— Страшная привычка художника, — снова заговорил Халиф, — быть необычным, хотя эта необычность невыгодна. У меня было много случаев, когда я мог кардинально изменить свою жизнь, еще в Москве — я этого не сделал. Скучно было — меняться: сменить перо жар-птицы на автоматическую шариковую ручку. И золото… В России, как это ни парадоксально, даже среди продажных и определившихся уже холуев существует масса талантливых людей. Талантливость — это неизлечимая болезнь, которая пробивается всё равно — даже сквозь жирную кожу. Хотя долго она там не гнездится — рано или поздно уходит. Потому что это несопоставимо: или — или.
— Когда я приехал в Москву, мы очень подружились с Евтушенко, — рассказывал Халиф. — Еще в Ташкенте я прочел его первый сборник «Разведчики грядущего». Это были очень посредственные стихи, но написанные «по-современному», лесенкой. Тогда так писали трое — Горностаев, Луконин и Евтушенко. Это казалось новаторством. Узнав, что в издательствах платят построчно, я тоже стал разбивать свои стихи, ломал строку. И вместо 70 копеек получал за ту же строчку 2.10.
И меня приняли в круг новаторов с распростертыми объятиями. В Ташкенте меня посчитали чуть ли не классиком и, при всей наивности моих первых стихов, надели на меня тюбетейку и послали на слет поэтов в Москву. Нам были выданы мощные кальсоны со штампом Союза писателей Узбекистана, и наши тюбетейки парадного образца были вышиты парчой. А приехав в Москву, я стал, как говорится, невозвращенцем — к великому огорчению руководителя нашей делегации Гафура Гуляма.
Он, кстати, — один из величайших восточных поэтов. Его первая книга буквально потрясала. Он получил за нее Сталинскую премию. Книга называлась «Я — еврей». Более того — Гафур усыновил 15 еврейских детей, оставшихся в живых после трагедии Бабьего Яра. В Ташкент тогда привезли группу спасшихся мальчиков. Все они были седыми… И они выросли прекрасными людьми.
В Литературный институт меня не приняли — все же я еврей. На приемном экзамене я сдал все. Академик Петров, директор Литинститута, спросил меня: «А где ваш отец?» — «Погиб на фронте, в 42-м, на Северном Кавказе». — «О, я-то знаю, как евреи погибали на фронте!» — иронически протянул академик.
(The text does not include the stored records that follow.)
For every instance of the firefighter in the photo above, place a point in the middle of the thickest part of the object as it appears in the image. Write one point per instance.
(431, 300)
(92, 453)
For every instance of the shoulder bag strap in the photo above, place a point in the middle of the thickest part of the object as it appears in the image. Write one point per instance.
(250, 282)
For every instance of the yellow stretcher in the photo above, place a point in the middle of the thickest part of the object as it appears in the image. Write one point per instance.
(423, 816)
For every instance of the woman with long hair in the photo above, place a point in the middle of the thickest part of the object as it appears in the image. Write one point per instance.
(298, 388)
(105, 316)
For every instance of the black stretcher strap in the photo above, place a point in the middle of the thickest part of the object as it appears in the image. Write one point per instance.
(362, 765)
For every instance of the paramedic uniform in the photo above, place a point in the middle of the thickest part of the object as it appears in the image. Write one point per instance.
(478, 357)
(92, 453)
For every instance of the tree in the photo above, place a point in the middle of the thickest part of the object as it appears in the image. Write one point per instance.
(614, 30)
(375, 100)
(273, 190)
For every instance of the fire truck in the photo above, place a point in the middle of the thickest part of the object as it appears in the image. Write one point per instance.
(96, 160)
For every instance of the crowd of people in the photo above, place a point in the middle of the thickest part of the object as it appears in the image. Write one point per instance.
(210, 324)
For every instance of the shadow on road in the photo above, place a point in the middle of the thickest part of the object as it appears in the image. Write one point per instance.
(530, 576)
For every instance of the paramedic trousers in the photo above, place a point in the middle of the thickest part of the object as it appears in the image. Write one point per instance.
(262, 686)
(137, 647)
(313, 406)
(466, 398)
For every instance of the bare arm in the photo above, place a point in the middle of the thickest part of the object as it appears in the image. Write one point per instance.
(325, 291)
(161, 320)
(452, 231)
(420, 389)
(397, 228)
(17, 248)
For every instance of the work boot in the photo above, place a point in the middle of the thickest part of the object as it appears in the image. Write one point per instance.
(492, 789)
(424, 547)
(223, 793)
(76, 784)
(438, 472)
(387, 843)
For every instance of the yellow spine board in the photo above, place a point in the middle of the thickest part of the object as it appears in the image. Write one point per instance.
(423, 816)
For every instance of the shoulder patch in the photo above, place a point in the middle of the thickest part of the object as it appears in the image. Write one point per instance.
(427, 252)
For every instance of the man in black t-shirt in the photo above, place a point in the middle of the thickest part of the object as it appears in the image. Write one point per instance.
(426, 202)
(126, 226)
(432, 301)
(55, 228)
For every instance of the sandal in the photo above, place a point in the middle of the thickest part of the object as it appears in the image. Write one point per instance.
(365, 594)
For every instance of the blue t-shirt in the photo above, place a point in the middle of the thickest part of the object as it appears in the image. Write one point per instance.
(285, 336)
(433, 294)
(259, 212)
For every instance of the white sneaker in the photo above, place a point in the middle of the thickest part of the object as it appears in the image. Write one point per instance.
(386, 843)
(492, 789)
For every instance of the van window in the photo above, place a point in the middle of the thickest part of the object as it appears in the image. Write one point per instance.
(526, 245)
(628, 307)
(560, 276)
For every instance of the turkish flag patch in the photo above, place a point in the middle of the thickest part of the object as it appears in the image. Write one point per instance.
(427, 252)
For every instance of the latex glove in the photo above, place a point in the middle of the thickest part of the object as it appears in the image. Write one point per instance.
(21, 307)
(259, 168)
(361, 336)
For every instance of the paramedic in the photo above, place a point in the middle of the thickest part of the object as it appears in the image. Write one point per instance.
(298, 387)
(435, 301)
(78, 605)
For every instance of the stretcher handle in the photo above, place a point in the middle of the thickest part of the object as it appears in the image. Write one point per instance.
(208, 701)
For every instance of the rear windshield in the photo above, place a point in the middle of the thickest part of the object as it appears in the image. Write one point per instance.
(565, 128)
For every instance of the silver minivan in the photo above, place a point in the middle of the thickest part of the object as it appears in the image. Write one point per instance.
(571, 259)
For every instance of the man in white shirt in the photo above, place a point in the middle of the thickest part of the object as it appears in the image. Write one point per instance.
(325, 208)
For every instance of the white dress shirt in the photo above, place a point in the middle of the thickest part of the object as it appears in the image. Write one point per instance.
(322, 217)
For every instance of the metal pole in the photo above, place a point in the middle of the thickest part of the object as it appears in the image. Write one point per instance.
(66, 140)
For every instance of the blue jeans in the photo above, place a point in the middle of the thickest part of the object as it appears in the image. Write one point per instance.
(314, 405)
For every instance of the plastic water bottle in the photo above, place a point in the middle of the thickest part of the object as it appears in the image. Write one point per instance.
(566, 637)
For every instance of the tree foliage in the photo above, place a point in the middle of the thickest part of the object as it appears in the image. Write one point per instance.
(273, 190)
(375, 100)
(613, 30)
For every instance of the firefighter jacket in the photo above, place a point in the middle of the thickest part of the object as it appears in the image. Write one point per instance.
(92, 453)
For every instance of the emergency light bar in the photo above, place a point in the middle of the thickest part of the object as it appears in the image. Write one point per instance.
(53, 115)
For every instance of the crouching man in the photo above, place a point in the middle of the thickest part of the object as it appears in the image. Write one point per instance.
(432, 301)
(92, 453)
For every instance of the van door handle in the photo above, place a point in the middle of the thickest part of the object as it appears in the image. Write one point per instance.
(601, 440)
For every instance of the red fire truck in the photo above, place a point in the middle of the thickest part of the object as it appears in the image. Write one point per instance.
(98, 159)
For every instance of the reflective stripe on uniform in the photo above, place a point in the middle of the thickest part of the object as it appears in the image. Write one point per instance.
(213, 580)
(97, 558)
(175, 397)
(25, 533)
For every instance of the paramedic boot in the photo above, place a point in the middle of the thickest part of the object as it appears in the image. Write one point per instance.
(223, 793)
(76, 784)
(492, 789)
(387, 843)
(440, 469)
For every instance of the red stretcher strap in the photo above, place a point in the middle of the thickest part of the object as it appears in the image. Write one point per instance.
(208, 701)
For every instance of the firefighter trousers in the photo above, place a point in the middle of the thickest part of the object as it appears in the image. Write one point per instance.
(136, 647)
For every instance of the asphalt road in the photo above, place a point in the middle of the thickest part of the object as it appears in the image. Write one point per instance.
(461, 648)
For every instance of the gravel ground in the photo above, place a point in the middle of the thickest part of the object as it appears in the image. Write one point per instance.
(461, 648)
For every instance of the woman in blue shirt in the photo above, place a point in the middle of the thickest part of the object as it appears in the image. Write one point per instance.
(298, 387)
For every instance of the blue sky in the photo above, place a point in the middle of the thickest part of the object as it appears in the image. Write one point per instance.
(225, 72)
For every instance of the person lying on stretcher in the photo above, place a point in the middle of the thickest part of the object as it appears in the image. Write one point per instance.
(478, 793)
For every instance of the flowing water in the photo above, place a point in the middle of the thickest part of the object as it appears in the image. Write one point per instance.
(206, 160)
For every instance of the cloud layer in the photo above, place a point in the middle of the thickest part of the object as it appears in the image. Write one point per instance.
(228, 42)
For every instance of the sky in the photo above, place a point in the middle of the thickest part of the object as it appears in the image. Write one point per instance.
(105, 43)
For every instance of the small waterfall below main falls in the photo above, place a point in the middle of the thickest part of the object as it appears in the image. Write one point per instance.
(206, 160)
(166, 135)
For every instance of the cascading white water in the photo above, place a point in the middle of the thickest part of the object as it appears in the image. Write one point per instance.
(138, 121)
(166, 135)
Поверишь, я по-настоящему врезал ему по физиономии — так, что он влетел в угол библиотечного шкафа. А я собрал свои рукописи и ушел. Не знаю, почему это обошлось для меня без особо серьезных последствий. Историю эту вскоре узнали, она почему-то очень понравилась Смирнову и он пожелал познакомиться с моими стихами. Помнишь, горбун, тоже антисемит отчаянный, о котором в России ходила эпиграмма:
Был он человеком исключительно противоречивым: после смерти Сталина, вдруг, написал просталинскую поэму… И всё же я почему-то не могу говорить о нем с ненавистью. Как и о поэте Василии Журавлеве, уж такой просоветской сволочи, таком подонке и антисемите! Наверное, потому, что они оба плакали, когда читали мои стихи:
— Боже, почему России так не везет: евреи пишут лучше, чем русские! — всхлипывал горбун.
Или Кочетов. «Прочти что-нибудь» — попросил он. Я прочел стихи, посвященные Назыму Хикмету. «Посиди», — сказал он. И через несколько часов газета вышла с моими стихами и напутствием Хикмета. Старика это очень обрадовало — он тогда лежал с очередным инфарктом.
Да, там над нами стояли негодяи, палачи и всякая сволочь. Здесь над нами нет никого — только какие-то розовые беконные люди, абсолютно равнодушные к поэзии… недочеловеки, — помедлив, добавил Халиф.
— Как бы ты объяснил особую популярность лишь нескольких русских авторов здесь, на Западе? Часто, говоря о выживании на Западе русского писателя, приводят пример Севелы, успешность его книг в нашей эмиграции: он сам порой затрудняется ответить, какими тиражами расходятся русские издания его книг. А ведь основные-то тиражи их изданы на других языках — на немецком, на английском…
— Севела, на мой взгляд, — не писатель, он — хороший, талантливый и умный документалист. А его читатель переместился вместе с ним на Запад. Что произошло оттого, что он переместился из Одессы, скажем, на Брайтон-Бич в Бруклин? Он что, полюбил Джойса? Бабель — типичный «брайтонбичевский» писатель, но здесь и Бабеля не читают. Читают Севелу.
Есть четкое определение читательского интереса — дорос он до писателя, или — нет. В России писатель демократизировался — он пошел к читателю, он становится одного с ним уровня. И — перестает быть писателем.